API docs are hosted via Github Pages at https://polaris.io. All updates to the main branch update the hosted docs.

The Polaris management API docs are found here

The Apache Iceberg REST API docs are found here

Docs are generated using Redocly. They can be regenerated by running the following commands from the project root directory

docker run -p 8080:80 -v ${PWD}:/spec docker.io/redocly/cli join spec/docs.yaml spec/polaris-management-service.yml spec/rest-catalog-open-api.yaml -o spec/index.yaml --prefix-components-with-info-prop title
docker run -p 8080:80 -v ${PWD}:/spec docker.io/redocly/cli build-docs spec/index.yaml --output=docs/index.html --config=spec/redocly.yaml

Setup

Requirements / Setup

  • Java JDK >= 21, see CONTRIBUTING.md.
  • Gradle - This is included in the project and can be run using ./gradlew in the project root.
  • Docker (Suggested Version: 27+) - If you want to run the project in a containerized environment or run integration tests.
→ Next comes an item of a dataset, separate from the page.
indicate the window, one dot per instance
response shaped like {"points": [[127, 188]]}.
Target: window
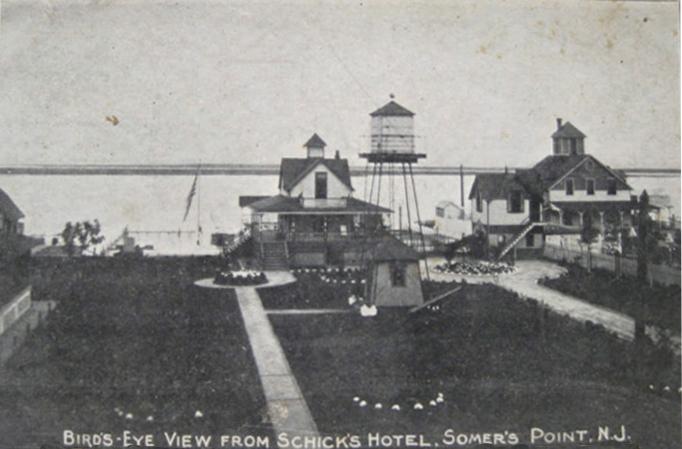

Command-Line getting started

Polaris is a multi-module project with three modules:

  • polaris-core - The main Polaris entity definitions and core business logic
  • polaris-server - The Polaris REST API server
  • polaris-eclipselink - The Eclipselink implementation of the MetaStoreManager interface

Build the binary (first time may require installing new JDK version). This build will run IntegrationTests by default. Make sure docker is running, as the integration tests require a running docker daemon.

./gradlew build

To skip tests.

./gradlew assemble

Run the Polaris server locally on localhost:8181

./gradlew runApp

The server will start using the in-memory mode, and it will print its auto-generated credentials to STDOUT in a message like the following:

realm: default-realm root principal credentials: <id>:<secret>

These credentials can be used as "Client ID" and "Client Secret" in OAuth2 requests (e.g. the curl command below).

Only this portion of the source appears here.